Уэлан произнес это не угрожающе, но и шуткой это не прозвучало. Снова загрохотали молотки. Я заметил в углу пустую банку из-под краски и пластиковую кювету, обе в следах той же краски, какой была покрыта перегородка. Рядом с ними лежал большой валик в той же, засохшей до состояния камня краске.

– Это то, о чем я подумал? – спросил я.

– Угу, – кивнул Уэлан. – Кто-то не пожалел сил на то, чтобы замаскировать стену, а потом оставил тут инструменты. Мы сняли с них неплохие отпечатки. И с раствора в швах между блоками. Судя по отпечаткам, крупный тип.

– С их стороны неосторожно, правда?

Он пожал плечами:

– Такое случается. Люди изо всех сил стараются быть хитрее, а потом прокалываются на какой-нибудь ерунде. Ладно, ну их.

Мы снова вышли в коридор. Цепочка прожекторов тянулась дальше палаты, за угол и упиралась в дверь. За дверью была деревянная лестница, уходившая куда-то вверх, в темноту. Мы остановились, давая дорогу спускавшемуся по ней детективу в перепачканном комбинезоне, а потом вошли и начали подниматься.

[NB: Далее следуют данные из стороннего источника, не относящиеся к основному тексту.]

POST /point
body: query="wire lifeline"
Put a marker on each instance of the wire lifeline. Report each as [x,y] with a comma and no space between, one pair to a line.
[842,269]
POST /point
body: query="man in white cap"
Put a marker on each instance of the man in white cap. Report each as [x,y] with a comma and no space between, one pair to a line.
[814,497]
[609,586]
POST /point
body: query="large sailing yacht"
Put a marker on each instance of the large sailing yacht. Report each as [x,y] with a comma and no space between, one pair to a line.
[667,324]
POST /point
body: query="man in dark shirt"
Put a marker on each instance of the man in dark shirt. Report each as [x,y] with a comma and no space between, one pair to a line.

– Она ведет на часовую башню, – пояснил Уэлан, тяжело ступая по узким ступеням. Здесь витал отдающий перцем запах пыли; деревянные ступени скрипели под нашими шагами. – Только там теперь немного осталось. Механизм вытащили на металлолом, но нам так высоко и не нужно. Мы пришли.

Мы стояли на узкой площадке. Очередной прожектор освещал низенькую, не выше пяти футов, дверь в стене. Штукатурка на стенах осыпалась, открыв взгляду деревянную дранку. Створка двери была открыта, на дверной раме и полотне белели пятна талька: полиция искала отпечатки. С наружной стороны виднелась простенькая металлическая задвижка: круглый стержень, вставлявшийся в петлю на раме.

– На чердак ведет с дюжину люков и лестниц, – сообщил Уэлан. – Но за исключением того, которым мы пользовались вчера, этот ближний к месту, где мы обнаружили тело. Головой не стукнитесь.

Он пригнулся и нырнул в проем. Я последовал за ним и выпрямился. Мы находились на чердаке, но в другой его части – не там, где лежали останки беременной женщины. За нашей спиной громоздилась стена часовой башни, а перед нами уходили в темноту деревянные конструкции кровли, напоминавшие грудную клетку дохлого кита. Даже воздух тут отличался от остального дома: казалось, он здесь тяжелее. Легко заразиться клаустрофобией, подумал я, поворачиваясь к месту, где стоял Уэлан.

Рядом с дверью на чердак алюминиевые щиты, уложенные на деревянные балки перекрытия, образовали временный настил. В центре его было оставлено свободное пространство – прямоугольник грязного утеплителя. В белом свете прожекторов над ним склонились два детектива в белых комбинезонах.

– Мы нашли это пару часов назад, – произнес Уэлан. – Что вы об этом скажете?

Я склонился над открытым участком утеплителя. Он располагался около двери, и неровная поверхность стекловаты была усеяна крошечными черными крапинками, напоминавшими зернышки черного риса. Они казались почти правильным овалом. В центре поверхность утеплителя была чистой, потом плотность крапинок возрастала и снова редела по краям.

Пальцами в резиновой перчатке я осторожно поднял одно зернышко. Похожая на бумажную скорлупка треснула пополам и опустела; организм, находившийся когда-то внутри, давным-давно выполз наружу.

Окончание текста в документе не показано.